Two Lines Of Inquiry In Atmananda’s Teaching

Atmananda’s teaching often takes two different lines. One line follows the process of separation while the other invites us to reduce everything to Consciousness.

1. The Process of Separation

The process of separation involves splitting subjectivity off from accidental yet habitual identification of the subject with some object or other. Here’s a typical example:

An experience is composed of two parts:

  1. the background, which is the Reality itself; and

2. the expression, which is only a superimposition of the mind and senses upon the background Reality.
In examining any experience to see what it is, we must give up the expression part of it as belonging entirely to the mind and senses [i.e., as belonging to the objective side], and take only the background which alone is permanent and real [that is, the subject alone].

Atmananda, “42,” Notes on the Spiritual Discourses of Shri Atmananda: Volume 1.

Whenever we investigate something or other, we are to separate Ourself from that which is under investigation to reveal the nature of Ourself. Through this means, we realize that we’re not the senses, the body, or the mind.

The process of separation discloses two things. In the first place, it reveals the witness state. As this line of inquiry is followed through again and again, one comes to take one’s stand as the witness. In the second place, it invites one to go deeper into one’s “real Center” (as Atmananda sometimes calls Consciousness) in order to discover that the I is Pure Consciousness. In this way, the witness stand (which is only, so to speak, a midway point between Pure Consciousness and objectivity) dissolves in the Ocean of Consciousness.

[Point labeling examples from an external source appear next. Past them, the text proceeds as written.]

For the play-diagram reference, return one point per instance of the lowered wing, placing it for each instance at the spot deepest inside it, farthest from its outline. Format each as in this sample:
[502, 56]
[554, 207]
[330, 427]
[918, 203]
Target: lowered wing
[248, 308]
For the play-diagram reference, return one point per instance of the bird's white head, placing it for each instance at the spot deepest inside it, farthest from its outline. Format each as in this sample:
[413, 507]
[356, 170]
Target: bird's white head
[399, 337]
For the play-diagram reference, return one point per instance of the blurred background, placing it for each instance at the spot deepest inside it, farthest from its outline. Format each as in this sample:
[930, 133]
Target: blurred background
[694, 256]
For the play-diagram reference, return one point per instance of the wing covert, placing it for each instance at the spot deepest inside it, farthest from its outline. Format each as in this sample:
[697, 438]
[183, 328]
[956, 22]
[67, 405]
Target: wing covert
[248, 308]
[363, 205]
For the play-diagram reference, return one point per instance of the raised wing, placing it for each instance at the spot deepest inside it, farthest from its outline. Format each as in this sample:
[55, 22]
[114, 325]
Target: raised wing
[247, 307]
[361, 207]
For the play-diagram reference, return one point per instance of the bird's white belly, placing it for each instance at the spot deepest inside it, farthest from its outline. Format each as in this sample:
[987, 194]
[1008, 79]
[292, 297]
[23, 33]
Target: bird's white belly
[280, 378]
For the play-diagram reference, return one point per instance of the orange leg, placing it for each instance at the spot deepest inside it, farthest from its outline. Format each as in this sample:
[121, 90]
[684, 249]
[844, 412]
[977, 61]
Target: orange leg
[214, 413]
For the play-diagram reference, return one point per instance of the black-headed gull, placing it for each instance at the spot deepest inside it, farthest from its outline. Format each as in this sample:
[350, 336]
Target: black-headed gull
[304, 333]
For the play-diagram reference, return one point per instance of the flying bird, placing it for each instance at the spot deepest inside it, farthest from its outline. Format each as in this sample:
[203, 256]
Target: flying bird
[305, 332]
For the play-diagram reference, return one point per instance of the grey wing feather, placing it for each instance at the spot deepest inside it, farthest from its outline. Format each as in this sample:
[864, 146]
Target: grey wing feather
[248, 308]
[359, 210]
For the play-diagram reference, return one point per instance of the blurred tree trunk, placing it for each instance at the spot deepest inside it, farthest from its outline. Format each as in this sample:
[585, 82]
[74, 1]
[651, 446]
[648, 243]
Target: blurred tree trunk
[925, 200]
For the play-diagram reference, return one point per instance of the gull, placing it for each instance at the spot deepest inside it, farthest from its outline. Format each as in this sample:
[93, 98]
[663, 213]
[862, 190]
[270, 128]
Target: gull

2. Reduction to Consciousness

A second line would have us examine any experience until it’s clear that it’s nothing other than Consciousness. I offer but one of countless examples:

It may seem as if there are independently existing objects (the world). Upon close examination, however, one understands that all objects cannot appear unless they are objects of the senses. But once we carefully examine this object of the senses, we next discover that it’s nothing but sense activity–or sensing. An even closer examination of sensing reveals that it’s nothing apart from form–that is, thought. An examination of thought discloses the Truth: the substance of thought is nothing but Consciousness. This is to say that thought is the shining forth of Consciousness as a temporary appearance.

Further inquiries show that any sense object is, in essence, Consciousness as are the body, the mind, energy, and any subtle objects too.